Both governments have indicated the will to strike a deal to settle the dispute. However, the Canadian government has threatened to respond with litigation while Scott Doherty, executive assistant to the president of Unifor National, has called for a new softwood agreement. The likelihood of the U.S. Lumber Coalition supporting a new softwood lumber agreement that does not involve substantial reductions in Canadian softwood lumber exports is very unlikely.
In addition, the prospect of continued litigation over Canadian softwood lumber exports offers no long-run solution to the issue, at least based on the long history of continued litigation and dispute-resolution procedures surrounding the industry.
The prospect of the U.S. administration taking aggressive trade actions against Bombardier underscores the growing risks facing Canadian exporters beyond lumber producers. These risks, in turn, threaten increased capital investment in Canada, as secure access to the U.S. market remains a critical issue for many firms thinking of expanding production facilities in Canada.
What should Canadian officials do in the face of increasingly aggressive U.S. trade actions?
It should be noted that Canada has initiated its own trade actions, perhaps in partial retaliation for the ongoing softwood lumber dispute. For example, the Canadian government has refused to lift duties on imports of gypsum drywall from the U.S. and is threatening to bring its own subsidies case against Boeing, in the event of a U.S. action against Bombardier.
To be sure, Canada cannot win a tit-for-tat trade action game against the United States. The bilateral trade relationship is simply too asymmetrical. The U.S. domestic market accounts for roughly 75 per cent of Canadian exports, whereas Canada accounts for only around 16 per cent of U.S. exports.
Nor is it likely the Trump administration will support a “grand bargain” where it agrees to limit the applicability of subsidy and anti-dumping actions as part of a new NAFTA. However, one potentially feasible policy goal of Canadian trade negotiators is to obtain agreement with its North American trading partners to deal with dumping as a competition policy issue.
That is, domestic competition authorities would hear complaints about foreign firms pricing below cost (e.g. the Competition Bureau in Canada). Economists are extremely skeptical about claims of predation, primarily because of the rare circumstances in which predation is likely to be profitable. Trade authorities are content to document that the foreign exporter is pricing below the domestic price it charges to pursue a dumping action. However, even if such price discrimination takes place, it could well be consistent with the exporter pricing above average incremental cost. For example, average incremental cost might decline with increasing output rates.

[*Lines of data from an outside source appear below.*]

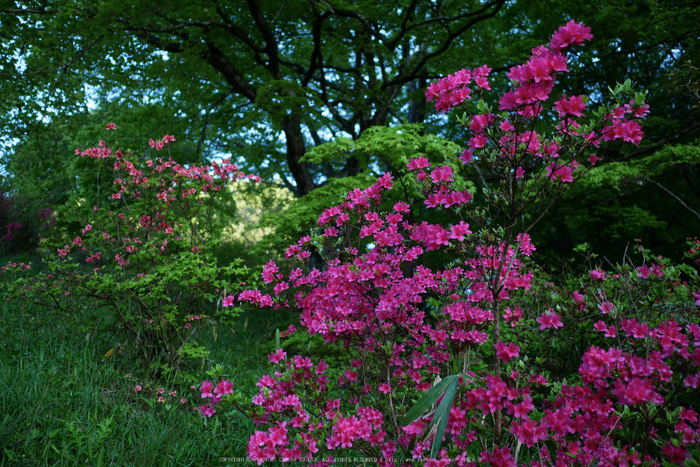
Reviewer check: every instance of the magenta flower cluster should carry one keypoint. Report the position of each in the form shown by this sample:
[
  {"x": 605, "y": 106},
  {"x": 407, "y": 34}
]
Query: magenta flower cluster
[{"x": 405, "y": 327}]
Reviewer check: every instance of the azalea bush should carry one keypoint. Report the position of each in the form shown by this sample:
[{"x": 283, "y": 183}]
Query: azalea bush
[
  {"x": 143, "y": 253},
  {"x": 460, "y": 365}
]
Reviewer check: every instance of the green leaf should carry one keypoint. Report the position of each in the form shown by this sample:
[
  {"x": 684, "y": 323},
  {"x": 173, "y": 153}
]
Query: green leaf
[{"x": 427, "y": 401}]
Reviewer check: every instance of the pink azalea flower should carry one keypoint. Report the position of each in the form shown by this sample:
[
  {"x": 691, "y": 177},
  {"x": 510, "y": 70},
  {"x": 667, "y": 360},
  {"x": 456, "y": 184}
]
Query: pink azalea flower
[
  {"x": 550, "y": 319},
  {"x": 206, "y": 389},
  {"x": 278, "y": 356}
]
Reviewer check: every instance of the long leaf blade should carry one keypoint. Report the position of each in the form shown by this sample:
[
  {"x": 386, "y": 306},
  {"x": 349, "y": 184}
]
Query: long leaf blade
[
  {"x": 442, "y": 414},
  {"x": 428, "y": 399}
]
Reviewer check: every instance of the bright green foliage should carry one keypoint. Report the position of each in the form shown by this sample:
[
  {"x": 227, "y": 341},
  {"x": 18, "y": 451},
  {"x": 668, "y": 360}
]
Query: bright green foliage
[{"x": 145, "y": 255}]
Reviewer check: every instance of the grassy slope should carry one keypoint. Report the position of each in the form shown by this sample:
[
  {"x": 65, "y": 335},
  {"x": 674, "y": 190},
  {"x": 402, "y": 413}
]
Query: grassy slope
[{"x": 63, "y": 403}]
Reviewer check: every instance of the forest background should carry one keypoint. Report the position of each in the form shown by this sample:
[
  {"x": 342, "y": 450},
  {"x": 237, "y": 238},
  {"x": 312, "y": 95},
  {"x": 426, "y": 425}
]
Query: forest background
[{"x": 316, "y": 98}]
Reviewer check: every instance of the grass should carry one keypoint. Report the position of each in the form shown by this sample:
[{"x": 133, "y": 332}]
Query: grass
[{"x": 62, "y": 402}]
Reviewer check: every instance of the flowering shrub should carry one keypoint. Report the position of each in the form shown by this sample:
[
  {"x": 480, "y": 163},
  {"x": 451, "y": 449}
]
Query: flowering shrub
[
  {"x": 144, "y": 254},
  {"x": 22, "y": 221},
  {"x": 438, "y": 370}
]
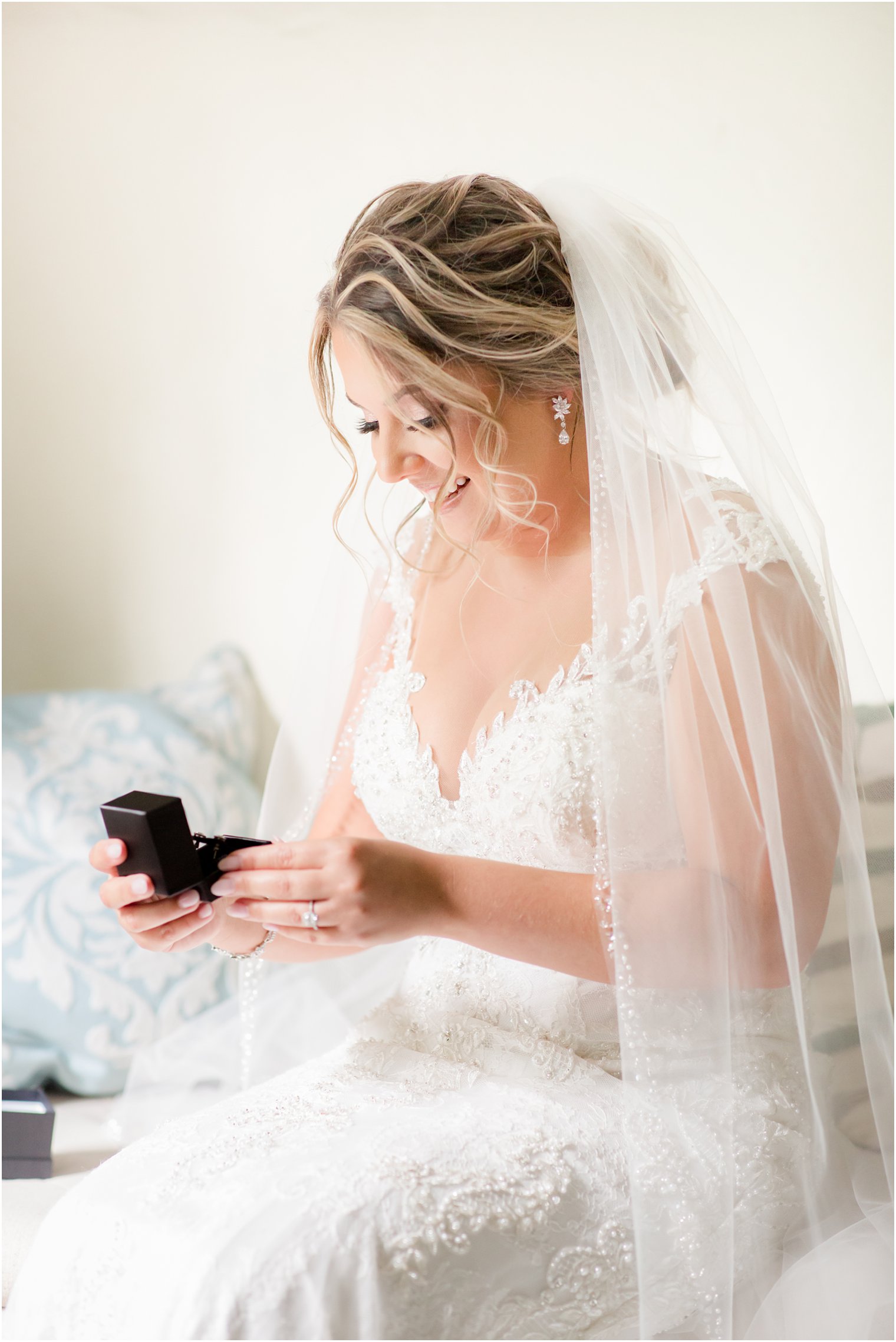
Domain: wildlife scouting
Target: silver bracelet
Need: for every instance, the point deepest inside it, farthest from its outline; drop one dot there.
(249, 955)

Competition authorities have the expertise to evaluate pricing policies in the market contexts in which they occur, and they are rightfully dubious of complaints about predation because the practise will rarely be profitable. For international predation, or dumping, to be profitable, it must be prohibitively expensive for new firms to enter the market in which dumping is alleged. Otherwise, such competitive entry will thwart the efforts of the predator to raise prices above competitive levels to more than make-up for losses incurred by selling below cost.
Simply put, the ability of a predator to drive rivals from the market for a sufficiently long period to enjoy monopoly profits is likely to be a rare exception.
On the other hand, inefficient firms have strong incentives to solicit the assistance of domestic trade representatives to increase the effective prices charged by their more efficient foreign competitors by petitioning for anti-dumping duties. The adverse results are wasteful litigation costs and reduced international competition, which is harmful to consumers.
Given the very small number of economically valid cases of predation, including international predation, it would arguably be efficient for trade authorities to do away with anti-dumping duties entirely. Since this is an unlikely development, making anti-dumping a competition policy issue is a worthwhile and possibly tenable objective for Canadian trade negotiators.